目に見えにくく、後回しにされがちです。「納期に間に合わない!」とかも良くある事例です。開発の現場では、期限との戦いが常にあります。「まずは期限までに完成させなければ」という焦りから、セキュリティチェックが後回しにされることも。また、セキュリティ対策に対しての重要性をあまり理解しておらず、「そんなに急ぐ必要ある?」「今までも大丈夫だったから」「うちは小さな会社だから狙われない」といった油断が、セキュリティ対策を遅らせる原因にもなっています。

ある会社の失敗例

例えばの例として、後回しが引き起こした、ある通販サイト会社の失敗例をご紹介します。開発チームは納期に追われ、まず商品の写真や説明を見やすく表示する機能を完成させることに集中。セキュリティ対策は「リリース直前に行う」という計画でした。ところが、リリース2週間前のセキュリティチェックで重大な脆弱性が発見され、修正に3ヶ月もの時間が必要に。その為リリース遅延による広告費用の無駄や競合他社に出遅れる結果となってしまったのです。
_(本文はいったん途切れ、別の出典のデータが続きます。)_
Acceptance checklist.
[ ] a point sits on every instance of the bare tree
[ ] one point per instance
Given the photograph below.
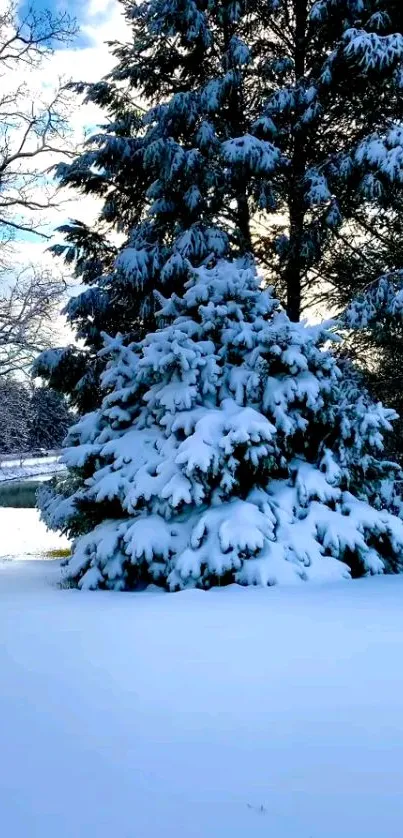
(28, 310)
(33, 135)
(33, 125)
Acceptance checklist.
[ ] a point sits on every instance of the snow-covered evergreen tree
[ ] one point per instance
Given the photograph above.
(282, 112)
(229, 447)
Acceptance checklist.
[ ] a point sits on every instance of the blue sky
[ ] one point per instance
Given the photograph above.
(83, 11)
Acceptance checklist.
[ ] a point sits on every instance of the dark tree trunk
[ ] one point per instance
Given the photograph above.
(294, 268)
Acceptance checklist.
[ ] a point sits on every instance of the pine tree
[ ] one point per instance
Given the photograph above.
(229, 447)
(270, 127)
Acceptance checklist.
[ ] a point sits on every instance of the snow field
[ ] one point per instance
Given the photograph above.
(237, 713)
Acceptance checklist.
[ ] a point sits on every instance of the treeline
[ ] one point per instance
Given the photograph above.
(31, 418)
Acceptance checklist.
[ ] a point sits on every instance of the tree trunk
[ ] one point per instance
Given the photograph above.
(294, 267)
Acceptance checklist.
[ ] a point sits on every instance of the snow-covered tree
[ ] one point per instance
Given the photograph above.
(272, 127)
(229, 446)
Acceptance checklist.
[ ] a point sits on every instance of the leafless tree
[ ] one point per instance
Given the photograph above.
(33, 135)
(28, 309)
(33, 125)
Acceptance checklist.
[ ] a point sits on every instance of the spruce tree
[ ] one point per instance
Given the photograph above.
(229, 447)
(276, 124)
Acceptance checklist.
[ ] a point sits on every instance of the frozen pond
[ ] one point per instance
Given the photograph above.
(19, 494)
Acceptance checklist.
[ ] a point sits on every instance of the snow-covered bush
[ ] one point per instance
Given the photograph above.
(229, 447)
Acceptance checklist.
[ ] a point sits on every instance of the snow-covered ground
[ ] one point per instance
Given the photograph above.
(23, 534)
(238, 713)
(31, 467)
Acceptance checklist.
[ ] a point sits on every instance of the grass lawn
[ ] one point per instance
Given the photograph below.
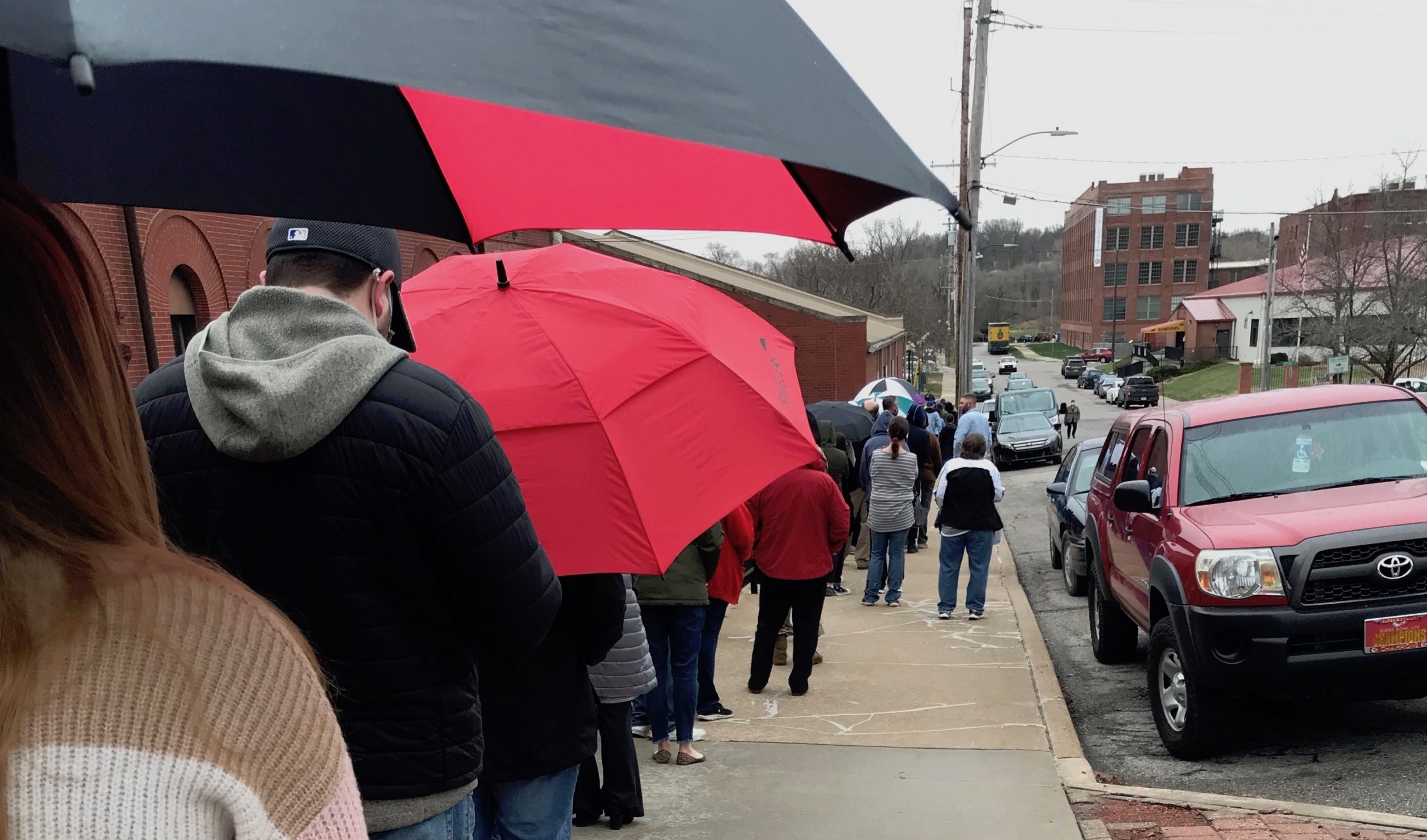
(1054, 350)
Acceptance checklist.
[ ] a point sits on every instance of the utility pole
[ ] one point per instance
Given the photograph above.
(1266, 328)
(971, 193)
(954, 281)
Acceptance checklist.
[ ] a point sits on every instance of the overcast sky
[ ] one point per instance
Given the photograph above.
(1182, 82)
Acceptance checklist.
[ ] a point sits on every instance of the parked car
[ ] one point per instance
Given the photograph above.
(1023, 438)
(1138, 390)
(1022, 401)
(982, 389)
(1272, 545)
(1066, 512)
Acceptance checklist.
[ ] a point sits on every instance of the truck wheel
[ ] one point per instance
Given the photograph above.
(1075, 581)
(1192, 721)
(1114, 637)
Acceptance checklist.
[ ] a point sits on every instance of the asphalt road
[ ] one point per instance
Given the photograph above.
(1353, 755)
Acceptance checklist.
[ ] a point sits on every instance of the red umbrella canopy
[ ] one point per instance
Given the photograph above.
(637, 407)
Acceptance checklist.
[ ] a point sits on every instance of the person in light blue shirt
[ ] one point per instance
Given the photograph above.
(969, 421)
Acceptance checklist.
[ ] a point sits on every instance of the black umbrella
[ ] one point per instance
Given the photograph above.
(462, 119)
(850, 420)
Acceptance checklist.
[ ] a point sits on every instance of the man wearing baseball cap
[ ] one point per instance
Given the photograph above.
(366, 496)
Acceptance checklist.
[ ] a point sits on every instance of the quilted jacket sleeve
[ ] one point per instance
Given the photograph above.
(483, 542)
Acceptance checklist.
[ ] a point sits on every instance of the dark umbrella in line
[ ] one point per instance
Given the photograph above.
(850, 420)
(462, 119)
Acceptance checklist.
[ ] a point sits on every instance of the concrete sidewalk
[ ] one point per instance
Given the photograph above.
(912, 726)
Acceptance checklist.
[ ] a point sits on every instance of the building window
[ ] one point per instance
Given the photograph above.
(1186, 270)
(1118, 239)
(1152, 236)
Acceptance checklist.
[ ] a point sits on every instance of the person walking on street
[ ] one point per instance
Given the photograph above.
(143, 692)
(528, 783)
(799, 521)
(891, 501)
(724, 589)
(625, 673)
(968, 491)
(841, 471)
(969, 421)
(674, 605)
(367, 497)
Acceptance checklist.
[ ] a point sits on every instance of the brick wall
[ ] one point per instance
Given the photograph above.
(219, 254)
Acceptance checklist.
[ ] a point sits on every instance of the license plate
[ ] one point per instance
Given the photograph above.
(1395, 634)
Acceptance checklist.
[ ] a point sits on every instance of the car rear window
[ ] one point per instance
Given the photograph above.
(1305, 450)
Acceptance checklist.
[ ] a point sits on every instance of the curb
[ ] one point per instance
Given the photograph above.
(1076, 774)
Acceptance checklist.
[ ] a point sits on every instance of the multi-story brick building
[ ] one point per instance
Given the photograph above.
(1132, 251)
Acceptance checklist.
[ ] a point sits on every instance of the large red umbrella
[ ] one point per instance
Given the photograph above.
(637, 407)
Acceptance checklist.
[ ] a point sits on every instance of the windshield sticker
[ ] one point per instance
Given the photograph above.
(1302, 454)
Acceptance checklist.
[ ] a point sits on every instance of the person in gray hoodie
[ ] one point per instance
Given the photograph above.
(625, 673)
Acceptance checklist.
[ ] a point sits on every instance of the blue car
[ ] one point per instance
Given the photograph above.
(1066, 512)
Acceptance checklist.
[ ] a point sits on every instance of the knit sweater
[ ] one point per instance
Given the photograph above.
(187, 713)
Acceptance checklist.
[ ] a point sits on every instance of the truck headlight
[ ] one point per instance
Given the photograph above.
(1237, 572)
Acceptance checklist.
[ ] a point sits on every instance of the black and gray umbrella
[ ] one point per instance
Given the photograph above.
(462, 119)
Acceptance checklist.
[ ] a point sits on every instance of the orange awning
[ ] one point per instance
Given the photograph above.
(1165, 327)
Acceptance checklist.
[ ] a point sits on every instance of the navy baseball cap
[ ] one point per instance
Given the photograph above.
(376, 247)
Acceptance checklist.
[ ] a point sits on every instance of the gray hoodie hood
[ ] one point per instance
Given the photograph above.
(281, 370)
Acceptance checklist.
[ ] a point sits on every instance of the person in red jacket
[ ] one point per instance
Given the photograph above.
(799, 521)
(724, 588)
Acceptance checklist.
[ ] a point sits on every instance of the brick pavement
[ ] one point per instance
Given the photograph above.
(1115, 819)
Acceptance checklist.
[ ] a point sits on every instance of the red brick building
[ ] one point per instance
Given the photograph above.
(196, 264)
(1152, 241)
(841, 348)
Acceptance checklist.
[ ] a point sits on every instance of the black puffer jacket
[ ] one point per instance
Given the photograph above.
(396, 544)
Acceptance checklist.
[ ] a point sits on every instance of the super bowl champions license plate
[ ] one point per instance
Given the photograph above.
(1395, 634)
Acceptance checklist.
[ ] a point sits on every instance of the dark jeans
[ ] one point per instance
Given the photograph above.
(621, 792)
(674, 644)
(708, 649)
(805, 599)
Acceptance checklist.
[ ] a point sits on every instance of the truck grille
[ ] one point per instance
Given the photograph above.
(1360, 554)
(1319, 593)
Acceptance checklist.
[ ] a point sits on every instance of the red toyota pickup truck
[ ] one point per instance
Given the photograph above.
(1270, 545)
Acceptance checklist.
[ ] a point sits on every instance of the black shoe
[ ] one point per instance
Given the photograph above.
(718, 712)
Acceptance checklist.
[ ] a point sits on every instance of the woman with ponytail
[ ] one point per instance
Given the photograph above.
(143, 695)
(894, 471)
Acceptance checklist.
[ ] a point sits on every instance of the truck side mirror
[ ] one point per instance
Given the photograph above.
(1133, 497)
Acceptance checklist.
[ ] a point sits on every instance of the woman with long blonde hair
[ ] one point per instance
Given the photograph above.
(143, 693)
この問題は、最初からセキュリティ対策をしていれば防げたのでした。

私たちの生活への影響

セキュリティ対策の後回しは、システムを使う私たちの生活にも直接影響します。例えば、「クレジットカード情報の流出」、「個人情報の漏洩」、「なりすまし被害」、「サービスの突然の停止」など、これらは、「後でよい」と先送りにされたセキュリティ対策が、取り返しのつかない事態を招いた例です。

変わりつつある考え方

最近では、「セキュリティは最初から考えるべき」という認識が広がってきています。例えば皆さんがスマートフォンを買ったとき、最初に求められるのは何でしょうか?「パスコードの設定」、「指紋認証の登録」、「各種セキュリティ設定」などを普通に実施してませんか?これと同じように、システム開発でも「最初からセキュリティを考える」という方法が注目されているのです。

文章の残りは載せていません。